Returns the curated dropdown catalog.

POST /api/load-dataset

Input:

{ "path": "/absolute/path/to/file.csv" }

Returns dataset-aware UI metadata.

POST /api/query

Runs the original query.

POST /api/analyze

Flags suspicious tuples in the current visible result.

POST /api/find-influential

Generates the first reformulation.

POST /api/improve-query

Generates the improved reformulation.

POST /api/submit-query

Applies the last generated reformulation.

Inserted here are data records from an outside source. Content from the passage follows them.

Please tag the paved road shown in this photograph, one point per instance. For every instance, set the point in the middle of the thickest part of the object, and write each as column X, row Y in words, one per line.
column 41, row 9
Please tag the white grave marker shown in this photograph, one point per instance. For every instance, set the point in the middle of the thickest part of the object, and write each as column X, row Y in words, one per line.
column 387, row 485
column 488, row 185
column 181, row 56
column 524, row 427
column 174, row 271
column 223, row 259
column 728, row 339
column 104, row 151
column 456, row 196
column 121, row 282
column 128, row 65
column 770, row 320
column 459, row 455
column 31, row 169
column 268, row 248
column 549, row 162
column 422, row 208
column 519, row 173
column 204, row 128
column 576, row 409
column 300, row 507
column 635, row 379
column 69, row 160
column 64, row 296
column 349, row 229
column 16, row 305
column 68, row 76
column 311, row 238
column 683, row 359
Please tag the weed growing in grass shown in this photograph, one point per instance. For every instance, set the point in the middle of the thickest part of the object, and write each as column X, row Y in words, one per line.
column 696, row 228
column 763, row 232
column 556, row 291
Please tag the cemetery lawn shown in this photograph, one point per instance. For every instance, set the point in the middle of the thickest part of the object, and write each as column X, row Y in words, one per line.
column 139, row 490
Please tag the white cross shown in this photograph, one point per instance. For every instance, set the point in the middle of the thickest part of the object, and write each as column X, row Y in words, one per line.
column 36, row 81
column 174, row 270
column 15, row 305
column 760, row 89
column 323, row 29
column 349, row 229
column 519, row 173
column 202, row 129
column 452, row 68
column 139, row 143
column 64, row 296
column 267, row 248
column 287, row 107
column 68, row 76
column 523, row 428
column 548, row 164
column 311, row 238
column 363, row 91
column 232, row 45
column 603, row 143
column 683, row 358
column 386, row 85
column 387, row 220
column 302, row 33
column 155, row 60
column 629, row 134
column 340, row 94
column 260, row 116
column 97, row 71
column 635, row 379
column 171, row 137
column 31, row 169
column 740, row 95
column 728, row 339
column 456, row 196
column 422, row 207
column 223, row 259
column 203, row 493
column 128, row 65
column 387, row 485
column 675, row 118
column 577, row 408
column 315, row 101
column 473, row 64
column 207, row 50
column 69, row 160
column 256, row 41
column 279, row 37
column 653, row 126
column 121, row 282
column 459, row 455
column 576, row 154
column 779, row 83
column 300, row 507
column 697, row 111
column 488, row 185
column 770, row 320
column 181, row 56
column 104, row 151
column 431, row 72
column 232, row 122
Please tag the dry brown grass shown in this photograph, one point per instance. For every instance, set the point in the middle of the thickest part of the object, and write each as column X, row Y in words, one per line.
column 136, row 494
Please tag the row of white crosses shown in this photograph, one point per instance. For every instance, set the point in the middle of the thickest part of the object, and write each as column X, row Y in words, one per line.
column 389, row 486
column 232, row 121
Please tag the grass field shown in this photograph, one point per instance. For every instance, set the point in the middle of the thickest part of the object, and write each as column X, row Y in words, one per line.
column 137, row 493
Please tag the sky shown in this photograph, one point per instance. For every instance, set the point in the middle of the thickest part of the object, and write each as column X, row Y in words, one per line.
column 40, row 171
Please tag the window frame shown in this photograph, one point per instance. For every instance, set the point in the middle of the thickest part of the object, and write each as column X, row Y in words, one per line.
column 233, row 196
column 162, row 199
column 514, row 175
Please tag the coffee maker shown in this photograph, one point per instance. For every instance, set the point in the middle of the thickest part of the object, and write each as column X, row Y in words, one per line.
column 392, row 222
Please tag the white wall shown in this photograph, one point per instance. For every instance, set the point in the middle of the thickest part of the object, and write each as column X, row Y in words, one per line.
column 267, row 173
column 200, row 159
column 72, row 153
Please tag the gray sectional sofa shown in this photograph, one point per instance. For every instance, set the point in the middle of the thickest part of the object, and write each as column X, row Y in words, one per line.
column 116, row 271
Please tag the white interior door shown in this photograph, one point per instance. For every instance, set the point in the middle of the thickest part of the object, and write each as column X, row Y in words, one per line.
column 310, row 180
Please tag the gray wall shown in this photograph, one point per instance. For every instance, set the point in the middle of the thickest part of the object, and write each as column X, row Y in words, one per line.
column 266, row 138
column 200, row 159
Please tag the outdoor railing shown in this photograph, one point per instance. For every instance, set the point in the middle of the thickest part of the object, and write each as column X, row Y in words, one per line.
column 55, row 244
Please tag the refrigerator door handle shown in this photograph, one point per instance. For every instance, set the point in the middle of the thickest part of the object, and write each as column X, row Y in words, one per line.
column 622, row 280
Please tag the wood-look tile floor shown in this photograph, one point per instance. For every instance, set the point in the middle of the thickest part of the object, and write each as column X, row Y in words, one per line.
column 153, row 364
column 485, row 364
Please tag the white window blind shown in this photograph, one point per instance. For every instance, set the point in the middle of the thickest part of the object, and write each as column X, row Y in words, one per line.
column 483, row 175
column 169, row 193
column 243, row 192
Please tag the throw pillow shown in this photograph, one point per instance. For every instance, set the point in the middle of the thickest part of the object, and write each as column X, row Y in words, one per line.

Where the Real Backend Should Go

The main replacement points are:

  • algorithms.py
    • replace sample algorithm functions with real logic
  • app.py
    • replace _bias_score, _rank_by_biased_source, and _rank_featured
    • keep request/response contracts stable if possible

The UI already expects:

  • flagged row ids from trust analysis,
  • a relativeConstraint,
  • a reformulation.queryText,
  • a reformulation that can be submitted later.

Limitations

  • This is a prototype, not a production service.
  • The backend keeps one active dataset/query session in memory.
  • Saved result summaries are stored in browser local storage, not in a database.
  • The research algorithms are not yet implemented.
  • The current bias behavior is heuristic and demo-only.